SUPERBE - Une nouvelle qui va faire grincer pas mal de dents du côté de la bienpensance : en 2025, l’Italie est devenue le 4e exportateur mondial, dépassant le Japon. Les exportations italiennes sont passées de 480 à 626 milliards d’euros entre 2016 et 2023, et pour atteindre 680 milliards en 2025. En 2026, elles dépasseront les 700 milliards. Nos voisins transalpins peuvent entre autres compter sur des « secteurs de niche » comme la mécanique, l’énergie et les infrastructures.
Plusieurs facteurs expliquent le succès économique de l’Italie sous Giorgia Meloni :
Stabilité politique : Meloni a apporté une stabilité rare en Italie, ce qui a rassuré les marchés et les investisseurs.
Réduction du déficit public : Le déficit a été divisé par deux en deux ans, passant de 7,2 % à 3,3 % du PIB en 2025, et la dette publique a été mieux maîtrisée.
Baisse du chômage : Le taux de chômage est passé de 7,8 % en 2022 à 6 % en 2025, son plus bas niveau depuis 20 ans.
Excédent commercial : L’Italie a dégagé un excédent commercial de 55 milliards d’euros en 2024, grâce à une stratégie de niche et à la compétitivité de ses entreprises.
Politique économique pragmatique : Meloni a combiné libéralisme (réduction des impôts, soutien aux entreprises) et protectionnisme stratégique (défense du Made in Italy, sécurisation des approvisionnements).
L’Italie a par ailleurs bénéficié de 200 milliards d’euros de fonds européens post-Covid (90 milliards pour la France), ce qui a dopé sa croissance et ses investissements. L’Italie est le 3ᵉ contributeur net au budget de l’UE, derrière l’Allemagne et la France. Sa contribution nette (différence entre ce qu’elle verse et ce qu’elle reçoit) est estimée à -6 milliards d’euros en 2023 (contre -9,3 milliards d’euros pour la France).

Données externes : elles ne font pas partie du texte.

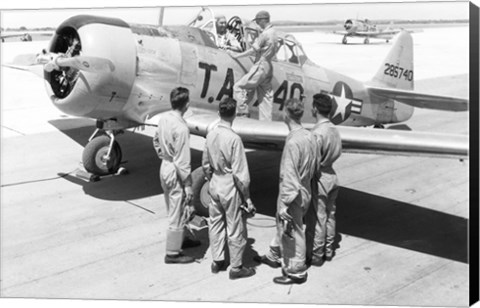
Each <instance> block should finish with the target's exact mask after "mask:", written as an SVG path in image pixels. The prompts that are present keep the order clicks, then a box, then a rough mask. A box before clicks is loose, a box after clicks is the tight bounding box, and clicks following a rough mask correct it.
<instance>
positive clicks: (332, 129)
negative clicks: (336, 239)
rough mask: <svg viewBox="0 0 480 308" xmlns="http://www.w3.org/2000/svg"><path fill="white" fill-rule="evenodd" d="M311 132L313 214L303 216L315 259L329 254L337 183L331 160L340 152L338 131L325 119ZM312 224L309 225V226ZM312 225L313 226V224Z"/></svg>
mask: <svg viewBox="0 0 480 308" xmlns="http://www.w3.org/2000/svg"><path fill="white" fill-rule="evenodd" d="M312 135H313V136H314V139H315V140H316V144H317V155H316V157H317V162H316V168H315V175H314V180H315V181H314V182H315V184H314V185H313V191H312V194H313V196H312V205H313V212H315V214H314V215H311V216H309V217H308V219H307V224H310V226H308V227H307V229H308V230H309V232H307V236H308V237H311V236H312V234H310V233H311V232H310V230H314V231H313V232H314V235H313V252H312V254H313V256H316V257H318V258H323V256H324V255H325V253H326V255H327V257H331V256H332V254H333V242H334V239H335V210H336V205H335V200H336V198H337V195H338V190H339V183H338V178H337V174H336V173H335V170H333V163H334V162H335V161H336V160H337V159H338V158H339V157H340V154H341V153H342V141H341V139H340V134H339V133H338V130H337V129H336V128H335V125H333V124H332V123H331V122H330V121H329V120H328V119H323V120H320V121H319V122H318V123H317V124H315V126H314V127H313V129H312ZM311 226H312V227H311ZM313 226H314V227H313Z"/></svg>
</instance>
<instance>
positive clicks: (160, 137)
mask: <svg viewBox="0 0 480 308" xmlns="http://www.w3.org/2000/svg"><path fill="white" fill-rule="evenodd" d="M153 146H154V148H155V150H156V152H157V154H158V157H159V158H160V159H161V160H162V163H161V166H160V183H161V185H162V189H163V193H164V197H165V204H166V205H167V214H168V230H167V249H166V250H167V255H175V254H178V253H179V252H180V250H181V247H182V242H183V238H184V231H185V223H184V222H183V221H182V216H183V212H184V209H185V195H184V193H183V190H184V187H185V186H191V185H192V179H191V175H190V172H191V167H190V132H189V130H188V127H187V124H186V122H185V120H184V119H183V118H182V116H181V115H180V114H179V113H178V112H176V111H174V110H172V111H168V112H165V113H163V114H161V115H160V119H159V121H158V129H157V131H156V132H155V136H154V138H153Z"/></svg>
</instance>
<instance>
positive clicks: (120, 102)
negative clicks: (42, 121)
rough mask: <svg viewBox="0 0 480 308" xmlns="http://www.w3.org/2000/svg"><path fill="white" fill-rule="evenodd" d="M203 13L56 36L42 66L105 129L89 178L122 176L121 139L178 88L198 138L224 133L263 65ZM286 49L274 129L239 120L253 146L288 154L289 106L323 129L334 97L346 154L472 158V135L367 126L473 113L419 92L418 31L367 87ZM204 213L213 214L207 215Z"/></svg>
mask: <svg viewBox="0 0 480 308" xmlns="http://www.w3.org/2000/svg"><path fill="white" fill-rule="evenodd" d="M199 15H201V16H202V18H196V19H195V20H196V21H195V22H194V23H193V24H191V25H190V26H161V27H160V26H154V25H140V24H128V23H126V22H124V21H123V20H121V19H117V18H110V17H98V16H89V15H79V16H75V17H71V18H69V19H67V20H65V21H64V22H63V23H62V24H61V25H60V26H59V27H58V28H57V29H56V31H55V34H54V36H53V37H52V39H51V42H50V45H49V50H46V51H45V52H44V53H43V54H40V55H39V56H38V57H37V59H36V61H34V62H36V63H41V64H43V65H44V67H43V72H42V78H44V79H45V81H46V85H47V91H48V95H49V97H50V98H51V100H52V103H53V104H54V105H55V106H56V107H57V108H58V109H60V110H61V111H62V112H64V113H66V114H69V115H73V116H79V117H86V118H91V119H95V120H96V123H97V125H96V127H97V129H96V130H95V132H94V133H93V135H92V136H91V137H90V139H89V143H88V144H87V145H86V147H85V149H84V152H83V165H84V167H85V169H86V170H87V171H88V172H90V173H92V174H95V175H106V174H113V173H116V172H117V171H118V169H119V167H120V162H121V161H122V151H121V149H120V145H119V143H118V142H117V135H118V134H119V133H120V132H122V131H123V130H126V129H128V128H135V127H140V126H143V125H155V124H157V123H156V119H155V118H154V116H155V115H157V114H159V113H162V112H165V111H168V110H170V109H171V106H170V101H169V97H170V92H171V90H172V89H173V88H175V87H178V86H183V87H186V88H188V89H189V91H190V109H189V112H188V113H187V114H186V117H185V120H186V122H187V124H188V126H189V129H190V132H191V133H192V134H195V135H200V136H206V134H207V133H208V131H209V130H210V129H211V128H212V127H213V125H215V122H216V121H217V120H218V115H217V110H218V102H219V101H220V100H221V99H222V98H223V97H225V96H232V94H233V85H234V83H235V81H236V80H238V79H239V78H241V77H242V76H243V75H244V74H245V73H246V72H248V70H249V69H250V67H252V65H253V63H254V58H253V57H250V58H248V57H246V58H241V59H238V60H235V59H233V58H232V57H231V56H230V55H229V54H228V53H227V52H226V51H225V50H222V49H220V48H217V46H216V44H215V35H213V34H212V31H214V25H215V22H214V14H213V12H212V11H211V10H210V9H208V8H204V9H202V11H201V12H200V13H199ZM229 25H230V29H229V30H230V31H232V32H233V33H234V34H235V35H237V36H238V38H239V39H240V40H241V41H242V43H243V44H244V48H248V47H249V46H251V44H252V43H253V41H254V40H255V39H256V37H257V36H258V35H259V33H258V28H257V27H254V26H249V25H248V24H244V23H242V21H241V19H240V18H239V17H236V16H235V17H232V18H231V19H230V21H229ZM279 46H280V48H279V49H278V52H277V55H276V59H275V60H274V62H273V66H274V78H273V89H274V110H273V121H272V122H265V121H260V120H258V108H257V107H255V104H254V106H251V108H250V110H251V111H252V117H251V118H237V119H236V120H235V122H234V126H233V128H234V130H235V131H236V132H237V133H238V134H239V135H240V137H241V138H242V140H243V141H244V144H245V145H246V147H250V148H260V149H272V150H281V149H282V148H283V145H284V141H285V138H286V136H287V134H288V129H287V127H286V125H285V124H284V123H283V121H281V120H282V114H283V111H282V109H283V104H284V102H285V100H286V99H287V98H291V97H297V98H299V99H304V101H305V104H306V106H305V107H306V109H305V110H306V112H305V115H304V118H303V122H304V125H305V126H306V127H307V128H311V127H312V126H313V125H314V123H315V119H314V118H313V117H312V115H311V114H310V112H309V110H311V108H312V96H313V95H314V94H316V93H319V92H324V93H327V94H329V95H331V97H332V98H333V100H334V109H333V110H332V113H331V115H330V118H331V120H332V122H333V123H335V124H336V125H338V126H337V127H338V129H339V132H340V134H341V137H342V142H343V149H344V151H345V152H355V153H359V152H360V153H381V154H393V155H399V154H400V155H426V156H443V157H450V158H461V159H463V158H467V156H468V136H467V135H453V134H452V135H449V134H437V133H427V132H421V133H420V132H411V131H399V130H382V129H374V128H365V126H377V127H381V126H383V125H385V124H390V123H398V122H404V121H407V120H408V119H409V118H410V117H411V116H412V114H413V111H414V107H419V108H429V109H437V110H445V111H466V110H468V100H467V99H463V98H455V97H445V96H439V95H432V94H425V93H419V92H415V91H414V89H413V88H414V76H415V74H414V66H413V40H412V37H411V35H410V34H409V33H408V32H405V31H404V32H401V33H400V34H399V35H398V37H397V38H396V41H395V43H394V44H393V46H392V47H391V50H390V52H389V53H388V55H387V56H386V58H385V60H384V61H383V62H382V63H381V66H380V67H379V68H378V71H377V73H376V74H375V75H374V76H373V78H372V79H371V80H370V81H369V82H367V83H364V82H360V81H357V80H355V79H353V78H349V77H347V76H344V75H342V74H340V73H337V72H335V71H333V70H329V69H326V68H323V67H321V66H319V65H317V64H315V63H313V62H312V61H311V60H310V59H309V58H308V57H307V55H306V54H305V52H304V50H303V48H302V46H301V44H300V43H299V42H298V41H297V40H296V39H295V38H294V37H293V36H292V35H290V34H286V33H281V32H279ZM24 59H25V57H24ZM14 64H16V65H17V66H16V67H17V68H24V69H29V68H30V67H25V66H18V65H20V64H23V65H26V64H27V63H15V61H14ZM29 64H32V63H29ZM359 127H361V128H359ZM92 129H93V128H92ZM118 139H120V138H118ZM152 150H153V149H152ZM193 178H194V187H195V196H196V199H195V200H197V201H198V200H201V198H200V197H199V196H200V192H201V191H202V189H201V188H202V187H203V185H204V181H205V180H204V177H203V172H202V170H201V168H200V169H196V170H195V171H194V172H193ZM203 191H206V190H205V189H204V190H203ZM199 198H200V199H199ZM198 202H199V201H198ZM197 205H198V204H197ZM201 205H203V206H205V204H204V203H203V204H201ZM202 209H203V210H202ZM197 210H199V212H200V213H206V210H205V208H204V207H201V206H200V207H197Z"/></svg>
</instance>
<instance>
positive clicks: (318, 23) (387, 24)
mask: <svg viewBox="0 0 480 308" xmlns="http://www.w3.org/2000/svg"><path fill="white" fill-rule="evenodd" d="M359 19H360V20H365V19H362V18H359ZM368 21H369V22H370V23H373V24H377V25H389V24H390V23H393V24H448V23H452V24H453V23H468V22H469V20H468V19H435V20H391V19H388V20H373V19H368ZM344 22H345V20H328V21H290V20H282V21H272V24H274V25H277V26H332V25H338V24H343V23H344Z"/></svg>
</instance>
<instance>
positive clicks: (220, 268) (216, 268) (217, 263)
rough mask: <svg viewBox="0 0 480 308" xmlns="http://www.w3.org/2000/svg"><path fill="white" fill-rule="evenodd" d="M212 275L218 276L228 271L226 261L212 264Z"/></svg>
mask: <svg viewBox="0 0 480 308" xmlns="http://www.w3.org/2000/svg"><path fill="white" fill-rule="evenodd" d="M211 268H212V273H213V274H217V273H218V272H220V271H224V270H226V267H225V261H213V262H212V266H211Z"/></svg>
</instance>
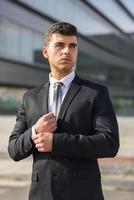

La croissance annuelle moyenne du PIB italien a été de +1,1 % entre 2019 et 2024, contre +0,8 % en France. Au 1er trimestre 2025, le PIB italien a progressé de +0,3 % (soit +0,7 % sur un an), porté par les exportations et une consommation stable. Le PIB par habitant a rattrapé celui de la France en 2025, grâce à une croissance plus dynamique.
Tout n’est évidemment pas rose chez nos voisins latins, avec entre autres une productivité inférieure (il faut le faire…) à celle de la France. Le défi majeur de la péninsule est le vieillissement de la population. Mais c’est celui de l’Europe entière qui ne croit plus en son destin et a cessé de faire des enfants. Le nombre d’enfants par femme n’excède pas 1,6 sur le vieux continent (taux de 2,1 pour le simple renouvellement des générations). Les pays du sud de l’UE (Italie, Espagne, Grèce, Malte) affichent les taux les plus bas (entre 1,13 et 1,25).
La Chine reste le premier exportateur mondial en 2025. Viennent ensuite l’Allemagne, les États-Unis, l’Italie, le Japon, les Pays-Bas et la France à la 7e place. Les secteurs dans lesquels notre pays tient encore le choc se comptent sur les doigts d’une main de schtroumpf : aéronautique, armes, agroalimentaire (en déclin) et luxe.
Échange volontiers notre Mozart de l’économie et de la finance, qu’on va devoir supporter pendant encore un an et demi, contre une Giorgia Meloni qui, quant à elle, sait manifestement mener sa gondole.